Now after doing research on the school though I've got new concerns.  Of the 26 elementary schools in that district the one where bm mentioned dd would be going is rated the lowest.  They didn't meet any of the thresholds for reading or math (of course testing doesn't start until 3rd grade but it's all I have to go on) and they weren't really even close.  In checking further where they break down the test score between male & female and they break it down by ethnic groups, none of the sub-groups met any thresholds either.  So I checked the boundaries and this is the school for their area. Yet when she brought it up she indicated this was her school choice?  I'm sure she hasn't checked anything though it's just the closest to their home.  So I'm going to be checking to see what the options are within the district.  I'll do so as a person planning to move into the area with general questions.  I have family that works within the district here so I know how it works here but I know these things could maybe vary district to district.

With this information based on what she emails me,  I'm really thinking of petitioning for dd to go to school here but I'll have to speak to an attorney to see whether I have a leg to stand on. If not then I plan to request every weekend and if it involves a Friday or Monday off I'm going to request the weekend be extended. Then I'm going to request during the breaks that we go a week on/week off.  So the fall break one of us gets 2 weeks the other one and the spring break would be the opposite and we'd split summer exactly.   I don't expect to get every weekend and don't even necessarily thinks it's fair but I'd be willing to negotiate a 5-1 or possibly even a 4-1 if it came to an agreement in mediation which it won't because she won't mediate anything.  I've always been told to ask for the moon and hope you get more than standard and so far I have. 

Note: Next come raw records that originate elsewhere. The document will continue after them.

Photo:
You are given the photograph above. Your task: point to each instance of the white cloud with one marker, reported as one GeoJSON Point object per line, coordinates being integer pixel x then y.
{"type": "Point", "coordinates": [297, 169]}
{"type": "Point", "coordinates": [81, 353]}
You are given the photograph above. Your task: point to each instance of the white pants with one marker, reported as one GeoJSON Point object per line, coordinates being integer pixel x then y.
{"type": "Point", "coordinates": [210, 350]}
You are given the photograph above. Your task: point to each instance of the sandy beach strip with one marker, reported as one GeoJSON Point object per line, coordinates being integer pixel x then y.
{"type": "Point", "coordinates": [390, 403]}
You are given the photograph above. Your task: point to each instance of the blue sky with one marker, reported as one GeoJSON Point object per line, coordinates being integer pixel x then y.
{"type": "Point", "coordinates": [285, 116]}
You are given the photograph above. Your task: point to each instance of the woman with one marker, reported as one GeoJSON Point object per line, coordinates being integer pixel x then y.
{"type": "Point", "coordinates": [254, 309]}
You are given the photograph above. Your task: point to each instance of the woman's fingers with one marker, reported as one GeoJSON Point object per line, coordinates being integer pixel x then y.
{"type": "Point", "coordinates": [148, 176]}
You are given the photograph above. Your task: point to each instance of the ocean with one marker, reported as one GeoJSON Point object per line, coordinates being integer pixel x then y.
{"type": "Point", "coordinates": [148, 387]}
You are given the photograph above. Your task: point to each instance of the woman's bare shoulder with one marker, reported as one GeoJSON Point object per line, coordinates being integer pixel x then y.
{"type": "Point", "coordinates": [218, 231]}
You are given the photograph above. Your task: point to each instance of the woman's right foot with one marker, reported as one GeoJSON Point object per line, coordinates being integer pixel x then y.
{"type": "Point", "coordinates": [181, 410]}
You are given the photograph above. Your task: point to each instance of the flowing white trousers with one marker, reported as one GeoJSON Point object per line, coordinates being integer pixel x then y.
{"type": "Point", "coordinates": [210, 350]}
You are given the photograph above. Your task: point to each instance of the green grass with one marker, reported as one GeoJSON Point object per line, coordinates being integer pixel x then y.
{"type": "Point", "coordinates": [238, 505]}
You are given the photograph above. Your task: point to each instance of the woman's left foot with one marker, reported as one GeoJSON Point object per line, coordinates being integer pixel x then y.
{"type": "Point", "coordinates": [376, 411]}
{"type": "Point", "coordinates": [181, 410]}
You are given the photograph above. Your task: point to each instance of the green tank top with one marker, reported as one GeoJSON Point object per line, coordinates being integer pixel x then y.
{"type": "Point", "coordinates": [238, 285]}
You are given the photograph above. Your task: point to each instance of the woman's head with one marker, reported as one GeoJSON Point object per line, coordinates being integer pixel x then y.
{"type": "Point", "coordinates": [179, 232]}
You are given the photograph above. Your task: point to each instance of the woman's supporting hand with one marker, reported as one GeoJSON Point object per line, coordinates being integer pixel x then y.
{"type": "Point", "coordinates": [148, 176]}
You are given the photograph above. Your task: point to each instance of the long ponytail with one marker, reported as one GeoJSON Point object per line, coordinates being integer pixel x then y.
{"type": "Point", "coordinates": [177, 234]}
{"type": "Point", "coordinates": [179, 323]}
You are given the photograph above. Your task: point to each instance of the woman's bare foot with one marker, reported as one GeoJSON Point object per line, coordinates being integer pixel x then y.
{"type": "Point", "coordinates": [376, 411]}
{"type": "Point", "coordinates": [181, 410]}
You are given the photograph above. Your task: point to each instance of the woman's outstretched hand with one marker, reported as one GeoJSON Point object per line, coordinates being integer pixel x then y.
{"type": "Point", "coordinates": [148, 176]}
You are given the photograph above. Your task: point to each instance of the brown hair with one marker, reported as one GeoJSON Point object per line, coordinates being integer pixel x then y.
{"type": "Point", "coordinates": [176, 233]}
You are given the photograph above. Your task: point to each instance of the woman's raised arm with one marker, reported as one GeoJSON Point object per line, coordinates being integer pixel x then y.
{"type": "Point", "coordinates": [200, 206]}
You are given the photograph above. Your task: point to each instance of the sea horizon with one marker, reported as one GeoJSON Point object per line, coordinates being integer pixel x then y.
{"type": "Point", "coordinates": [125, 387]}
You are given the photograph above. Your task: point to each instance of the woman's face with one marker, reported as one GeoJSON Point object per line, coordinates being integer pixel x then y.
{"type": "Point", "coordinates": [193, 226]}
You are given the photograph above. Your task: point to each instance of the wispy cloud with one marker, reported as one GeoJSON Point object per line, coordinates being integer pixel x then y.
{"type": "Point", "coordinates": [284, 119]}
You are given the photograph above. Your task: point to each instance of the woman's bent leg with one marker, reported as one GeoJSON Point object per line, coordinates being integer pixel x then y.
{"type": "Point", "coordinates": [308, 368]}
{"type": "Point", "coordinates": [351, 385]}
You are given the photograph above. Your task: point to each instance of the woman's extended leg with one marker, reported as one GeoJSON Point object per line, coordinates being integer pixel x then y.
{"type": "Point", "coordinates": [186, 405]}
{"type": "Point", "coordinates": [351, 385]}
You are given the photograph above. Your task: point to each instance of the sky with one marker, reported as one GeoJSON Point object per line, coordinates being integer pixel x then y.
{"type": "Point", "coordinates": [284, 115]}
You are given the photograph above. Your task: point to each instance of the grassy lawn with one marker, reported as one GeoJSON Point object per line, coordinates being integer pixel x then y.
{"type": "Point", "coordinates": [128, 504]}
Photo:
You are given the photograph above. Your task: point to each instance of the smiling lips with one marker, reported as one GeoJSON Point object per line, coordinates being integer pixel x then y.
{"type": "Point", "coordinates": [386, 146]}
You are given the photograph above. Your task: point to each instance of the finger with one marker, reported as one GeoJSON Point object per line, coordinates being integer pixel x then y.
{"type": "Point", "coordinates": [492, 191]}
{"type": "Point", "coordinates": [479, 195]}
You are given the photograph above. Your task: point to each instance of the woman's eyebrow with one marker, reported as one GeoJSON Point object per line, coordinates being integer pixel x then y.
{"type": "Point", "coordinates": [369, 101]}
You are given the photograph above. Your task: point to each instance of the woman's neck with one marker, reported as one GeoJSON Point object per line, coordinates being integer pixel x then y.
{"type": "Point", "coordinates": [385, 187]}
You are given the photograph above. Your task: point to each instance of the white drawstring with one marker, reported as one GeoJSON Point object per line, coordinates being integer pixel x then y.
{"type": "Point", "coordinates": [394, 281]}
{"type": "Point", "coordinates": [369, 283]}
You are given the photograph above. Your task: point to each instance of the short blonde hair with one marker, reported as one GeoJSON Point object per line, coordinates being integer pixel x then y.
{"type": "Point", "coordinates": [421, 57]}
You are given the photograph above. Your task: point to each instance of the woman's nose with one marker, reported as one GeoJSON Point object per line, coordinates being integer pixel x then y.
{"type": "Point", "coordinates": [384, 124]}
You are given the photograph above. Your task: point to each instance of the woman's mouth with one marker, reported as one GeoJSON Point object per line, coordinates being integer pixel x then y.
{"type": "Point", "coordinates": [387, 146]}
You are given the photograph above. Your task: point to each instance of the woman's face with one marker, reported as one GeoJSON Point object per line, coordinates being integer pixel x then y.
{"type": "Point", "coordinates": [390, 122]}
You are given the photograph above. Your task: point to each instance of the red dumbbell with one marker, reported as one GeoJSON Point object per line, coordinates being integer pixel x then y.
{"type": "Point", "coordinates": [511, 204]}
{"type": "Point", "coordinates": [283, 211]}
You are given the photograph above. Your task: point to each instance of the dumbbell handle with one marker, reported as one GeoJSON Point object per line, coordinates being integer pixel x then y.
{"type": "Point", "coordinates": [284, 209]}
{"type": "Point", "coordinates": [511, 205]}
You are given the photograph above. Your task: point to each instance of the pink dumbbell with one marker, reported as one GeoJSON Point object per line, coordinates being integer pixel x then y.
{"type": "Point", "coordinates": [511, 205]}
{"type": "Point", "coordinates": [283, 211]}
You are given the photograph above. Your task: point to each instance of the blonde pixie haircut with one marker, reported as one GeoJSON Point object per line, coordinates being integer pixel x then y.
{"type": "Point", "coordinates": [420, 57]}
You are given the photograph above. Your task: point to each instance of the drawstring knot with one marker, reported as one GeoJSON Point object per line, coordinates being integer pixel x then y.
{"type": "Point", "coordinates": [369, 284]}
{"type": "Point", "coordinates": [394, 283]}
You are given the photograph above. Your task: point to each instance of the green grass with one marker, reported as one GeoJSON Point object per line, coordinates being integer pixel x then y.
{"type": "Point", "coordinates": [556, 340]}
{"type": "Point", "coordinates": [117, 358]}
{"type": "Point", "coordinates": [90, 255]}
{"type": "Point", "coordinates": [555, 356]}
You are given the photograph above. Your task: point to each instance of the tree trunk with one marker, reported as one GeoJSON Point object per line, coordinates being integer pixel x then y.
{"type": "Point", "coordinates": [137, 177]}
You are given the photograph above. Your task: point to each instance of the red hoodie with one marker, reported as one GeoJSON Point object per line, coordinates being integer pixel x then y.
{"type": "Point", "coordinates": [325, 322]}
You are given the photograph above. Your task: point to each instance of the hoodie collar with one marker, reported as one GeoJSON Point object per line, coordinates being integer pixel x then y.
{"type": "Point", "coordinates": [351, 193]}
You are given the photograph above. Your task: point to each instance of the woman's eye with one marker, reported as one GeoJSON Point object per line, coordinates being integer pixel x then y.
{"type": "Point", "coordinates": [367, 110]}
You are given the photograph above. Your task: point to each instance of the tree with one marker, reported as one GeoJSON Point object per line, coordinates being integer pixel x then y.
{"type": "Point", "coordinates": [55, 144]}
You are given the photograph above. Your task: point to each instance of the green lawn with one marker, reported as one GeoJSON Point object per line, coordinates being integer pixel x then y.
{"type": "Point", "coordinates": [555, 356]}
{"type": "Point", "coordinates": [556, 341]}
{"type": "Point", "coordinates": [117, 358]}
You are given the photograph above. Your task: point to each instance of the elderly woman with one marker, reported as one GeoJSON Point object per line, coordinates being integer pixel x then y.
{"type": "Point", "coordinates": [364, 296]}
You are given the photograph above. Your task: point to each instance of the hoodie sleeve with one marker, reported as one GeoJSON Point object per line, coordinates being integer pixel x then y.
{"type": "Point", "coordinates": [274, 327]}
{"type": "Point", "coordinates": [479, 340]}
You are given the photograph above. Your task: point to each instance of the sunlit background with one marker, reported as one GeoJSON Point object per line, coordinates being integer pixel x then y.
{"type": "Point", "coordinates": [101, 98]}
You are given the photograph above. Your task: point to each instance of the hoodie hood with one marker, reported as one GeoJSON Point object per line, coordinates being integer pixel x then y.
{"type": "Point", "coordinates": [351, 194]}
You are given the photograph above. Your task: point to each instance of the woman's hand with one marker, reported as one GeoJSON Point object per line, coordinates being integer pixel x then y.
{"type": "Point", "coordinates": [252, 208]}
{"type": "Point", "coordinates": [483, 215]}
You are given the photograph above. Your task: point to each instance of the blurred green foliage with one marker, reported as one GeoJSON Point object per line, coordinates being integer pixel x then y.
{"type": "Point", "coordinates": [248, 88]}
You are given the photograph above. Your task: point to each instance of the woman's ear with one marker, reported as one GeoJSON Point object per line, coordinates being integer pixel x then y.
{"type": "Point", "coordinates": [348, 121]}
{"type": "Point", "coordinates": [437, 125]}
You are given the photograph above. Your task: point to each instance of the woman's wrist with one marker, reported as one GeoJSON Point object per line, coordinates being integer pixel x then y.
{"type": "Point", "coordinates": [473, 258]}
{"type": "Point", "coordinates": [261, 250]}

So any input or guidance is appreciated.  Feedback will tell me if I'm off base here.

gemini3

Quote from: cautiousfather on Jan 15, 2009, 12:31:47 PM
I plan to request every weekend and if it involves a Friday or Monday off I'm going to request the weekend be extended. Then I'm going to request during the breaks that we go a week on/week off.  So the fall break one of us gets 2 weeks the other one and the spring break would be the opposite and we'd split summer exactly.   I don't expect to get every weekend and don't even necessarily thinks it's fair but I'd be willing to negotiate a 5-1 or possibly even a 4-1 if it came to an agreement in mediation which it won't because she won't mediate anything.  I've always been told to ask for the moon and hope you get more than standard and so far I have. 

I would not ask for anything less than the same amount of parenting time you're already getting, and let her argue as to why she thinks you deserve less.  Don't automatically accept less.  Maybe the dates need to be adjusted, but you should get the same amount of time.  I'm assuming that you both work - so you've always had work schedules to contend with - school schedules are no different.

If you're dealing with an alienator it's even more important that you see your child more than EOW.  This is not enough for your child to see for herself the difference between you as she experiences you, and you as her mom tries to paint you.  You'll have 2 days to counteract 2 weeks of alienation.  I don't see why you can't have 3 weekends a month, and then recoup the rest of the time during holdiays.  Always ask that if Monday is a school holiday on your weekend, then Monday is included in your parenting time.